Despite its rhetorical complexity, the story is one of Shakespeare’s simplest. Hamlet has come home from college (Wittenberg, where Martin Luther began the Protestant Revolution) to mark the death of his beloved father and the remarriage of his mother, Gertrude (Janet Zarish) to his father’s brother, Claudius (Robert Cuccioli) – an event Hamlet considers an obscenity. Denmark seems the worst prison in the world to Hamlet, until his friend Horatio (Pedro Pascal) reports astonishing news – the ghost of Hamlet’s father has appeared at the outer gates of the castle.
Hamlet appears to the ghost (Ted van Griethuysen), and the ghost speaks to Hamlet. It says that Claudius has killed him, and demands that Hamlet take his revenge.
Hamlet is best understood as the polar opposite of another play about regicide, Macbeth. In Macbeth, Shakespeare’s shortest play, the characters are controlled by the will to action, and thereafter are given over to remorse. In Hamlet, his longest, the characters are given over to reflection, to agonizing, to experiment, and especially to words. In Hamlet, the characters construct a castle of words, which also serves as a laboratory in which they can examine their choices. Not only Hamlet but all characters are prone to tests and measurements: the pompous windbag Polonius (Robert Jason Jackson), for example, proposes to test the causes of Hamlet’s melancholy by setting up an encounter between the Prince and Polonius’s daughter, Ophelia, with himself and Claudius as hidden observers.

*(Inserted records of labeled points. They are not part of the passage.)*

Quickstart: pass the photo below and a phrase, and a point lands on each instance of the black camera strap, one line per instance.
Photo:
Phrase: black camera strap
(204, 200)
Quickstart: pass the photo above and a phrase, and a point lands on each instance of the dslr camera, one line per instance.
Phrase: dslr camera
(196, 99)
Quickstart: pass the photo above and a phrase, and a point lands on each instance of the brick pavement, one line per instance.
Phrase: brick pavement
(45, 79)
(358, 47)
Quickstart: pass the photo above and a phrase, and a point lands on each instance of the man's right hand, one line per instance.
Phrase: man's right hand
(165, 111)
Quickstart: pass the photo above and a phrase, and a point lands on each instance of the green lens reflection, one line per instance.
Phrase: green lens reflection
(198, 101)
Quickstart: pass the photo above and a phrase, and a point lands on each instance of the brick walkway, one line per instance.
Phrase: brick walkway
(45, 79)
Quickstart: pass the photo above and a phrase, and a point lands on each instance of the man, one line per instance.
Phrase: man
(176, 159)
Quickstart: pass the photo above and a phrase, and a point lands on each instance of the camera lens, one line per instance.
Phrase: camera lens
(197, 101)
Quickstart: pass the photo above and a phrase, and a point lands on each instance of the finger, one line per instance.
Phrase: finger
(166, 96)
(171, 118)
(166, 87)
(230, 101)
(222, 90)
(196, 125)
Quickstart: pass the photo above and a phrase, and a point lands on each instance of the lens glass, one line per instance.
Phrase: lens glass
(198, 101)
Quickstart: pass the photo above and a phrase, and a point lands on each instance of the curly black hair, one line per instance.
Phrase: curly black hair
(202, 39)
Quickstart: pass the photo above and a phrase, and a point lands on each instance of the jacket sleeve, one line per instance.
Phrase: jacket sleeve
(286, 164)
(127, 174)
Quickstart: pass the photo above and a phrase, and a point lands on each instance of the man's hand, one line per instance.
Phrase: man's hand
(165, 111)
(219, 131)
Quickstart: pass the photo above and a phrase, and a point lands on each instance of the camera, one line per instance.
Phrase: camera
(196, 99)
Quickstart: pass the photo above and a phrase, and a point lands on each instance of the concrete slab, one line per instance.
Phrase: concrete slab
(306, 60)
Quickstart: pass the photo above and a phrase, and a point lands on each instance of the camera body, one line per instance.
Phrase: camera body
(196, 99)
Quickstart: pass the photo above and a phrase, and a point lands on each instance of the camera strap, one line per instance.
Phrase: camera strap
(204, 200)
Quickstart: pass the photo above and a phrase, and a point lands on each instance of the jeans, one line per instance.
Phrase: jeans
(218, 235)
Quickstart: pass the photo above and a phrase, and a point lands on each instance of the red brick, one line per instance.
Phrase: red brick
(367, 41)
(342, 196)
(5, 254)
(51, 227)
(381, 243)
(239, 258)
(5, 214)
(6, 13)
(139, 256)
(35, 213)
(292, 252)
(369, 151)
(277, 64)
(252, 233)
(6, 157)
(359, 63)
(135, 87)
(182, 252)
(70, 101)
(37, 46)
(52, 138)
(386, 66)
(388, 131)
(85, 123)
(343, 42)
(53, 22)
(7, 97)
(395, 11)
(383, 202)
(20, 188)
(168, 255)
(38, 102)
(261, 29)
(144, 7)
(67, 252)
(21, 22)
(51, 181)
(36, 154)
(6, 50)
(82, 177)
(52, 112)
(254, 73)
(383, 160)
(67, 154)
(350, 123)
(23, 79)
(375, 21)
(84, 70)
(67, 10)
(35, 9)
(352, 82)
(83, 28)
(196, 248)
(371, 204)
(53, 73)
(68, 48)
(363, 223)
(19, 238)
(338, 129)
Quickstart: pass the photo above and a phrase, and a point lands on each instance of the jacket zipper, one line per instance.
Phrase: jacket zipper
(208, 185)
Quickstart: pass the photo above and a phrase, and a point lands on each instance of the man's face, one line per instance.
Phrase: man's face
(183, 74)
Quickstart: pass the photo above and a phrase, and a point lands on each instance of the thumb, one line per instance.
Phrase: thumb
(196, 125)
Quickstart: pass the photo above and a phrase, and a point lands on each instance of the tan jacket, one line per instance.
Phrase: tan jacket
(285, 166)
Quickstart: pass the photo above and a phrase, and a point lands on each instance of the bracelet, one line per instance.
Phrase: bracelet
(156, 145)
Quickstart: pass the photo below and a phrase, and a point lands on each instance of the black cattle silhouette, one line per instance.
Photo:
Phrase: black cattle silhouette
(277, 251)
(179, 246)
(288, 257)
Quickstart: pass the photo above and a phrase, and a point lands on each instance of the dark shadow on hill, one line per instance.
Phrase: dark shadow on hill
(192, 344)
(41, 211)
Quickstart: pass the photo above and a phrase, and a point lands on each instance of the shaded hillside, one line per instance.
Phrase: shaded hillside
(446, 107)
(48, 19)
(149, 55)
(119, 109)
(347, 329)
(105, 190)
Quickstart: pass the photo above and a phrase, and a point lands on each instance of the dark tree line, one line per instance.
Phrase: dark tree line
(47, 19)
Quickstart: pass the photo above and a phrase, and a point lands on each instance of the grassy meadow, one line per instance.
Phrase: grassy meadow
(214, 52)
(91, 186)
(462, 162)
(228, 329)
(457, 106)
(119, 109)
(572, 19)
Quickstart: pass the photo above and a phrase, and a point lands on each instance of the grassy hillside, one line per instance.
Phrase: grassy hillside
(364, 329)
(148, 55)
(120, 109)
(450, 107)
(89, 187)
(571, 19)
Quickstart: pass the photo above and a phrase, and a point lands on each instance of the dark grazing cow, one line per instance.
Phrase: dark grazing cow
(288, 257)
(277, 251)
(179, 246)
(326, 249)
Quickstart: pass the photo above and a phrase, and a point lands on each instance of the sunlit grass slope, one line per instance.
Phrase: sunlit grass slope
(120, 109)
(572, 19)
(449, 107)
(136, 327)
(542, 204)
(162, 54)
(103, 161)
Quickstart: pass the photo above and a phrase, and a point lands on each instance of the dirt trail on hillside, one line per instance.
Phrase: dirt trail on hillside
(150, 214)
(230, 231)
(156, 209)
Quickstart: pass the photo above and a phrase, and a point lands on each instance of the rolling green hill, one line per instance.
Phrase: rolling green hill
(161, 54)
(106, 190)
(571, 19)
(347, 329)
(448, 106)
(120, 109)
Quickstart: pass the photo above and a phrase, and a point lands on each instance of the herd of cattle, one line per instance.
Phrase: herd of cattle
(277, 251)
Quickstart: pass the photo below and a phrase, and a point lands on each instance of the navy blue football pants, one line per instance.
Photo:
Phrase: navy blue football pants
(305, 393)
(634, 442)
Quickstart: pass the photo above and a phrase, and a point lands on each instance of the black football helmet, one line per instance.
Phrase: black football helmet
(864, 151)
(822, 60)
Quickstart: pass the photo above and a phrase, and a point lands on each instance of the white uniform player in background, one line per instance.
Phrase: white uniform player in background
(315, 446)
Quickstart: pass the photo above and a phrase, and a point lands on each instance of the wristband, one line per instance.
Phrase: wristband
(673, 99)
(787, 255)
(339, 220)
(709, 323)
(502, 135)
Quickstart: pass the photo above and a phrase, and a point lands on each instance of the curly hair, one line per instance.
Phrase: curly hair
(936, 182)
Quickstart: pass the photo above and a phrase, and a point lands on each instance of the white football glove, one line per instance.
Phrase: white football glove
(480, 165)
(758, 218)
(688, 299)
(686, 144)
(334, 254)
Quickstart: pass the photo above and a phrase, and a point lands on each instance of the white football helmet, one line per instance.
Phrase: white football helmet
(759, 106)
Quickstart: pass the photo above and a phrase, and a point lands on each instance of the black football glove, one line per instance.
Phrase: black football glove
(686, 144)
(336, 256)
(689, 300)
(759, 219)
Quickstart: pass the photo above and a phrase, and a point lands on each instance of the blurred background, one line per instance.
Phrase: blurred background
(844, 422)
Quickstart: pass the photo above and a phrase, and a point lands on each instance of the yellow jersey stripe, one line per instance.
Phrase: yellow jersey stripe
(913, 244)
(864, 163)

It is Hamlet, though, who proposes the most audacious experiment of all: he arranges for actors to reproduce – here as a kabuki play – Claudius’ assassination of Hamlet’s father, as related to Hamlet by the ghost. If Claudius reacts to this show, Hamlet reasons, then Claudius is guilty as charged. If Claudius does not react, then Hamlet is prepared to become his loyal subject, and his friend.
Up to this point – roughly midway in the play – neither Hamlet nor we know for sure whether Claudius has committed the dread crime. The ghost could be, after all, simply a manifestation of Satan, come to fool Hamlet into committing murder, as Hamlet himself suspects. Or it could be a trick of Hamlet’s troubled heart, longing for an act of concrete evil to explain the cruel death of his much-treasured father. But Claudius leaves no doubt: he shuts down the play, and runs howling to his chapel.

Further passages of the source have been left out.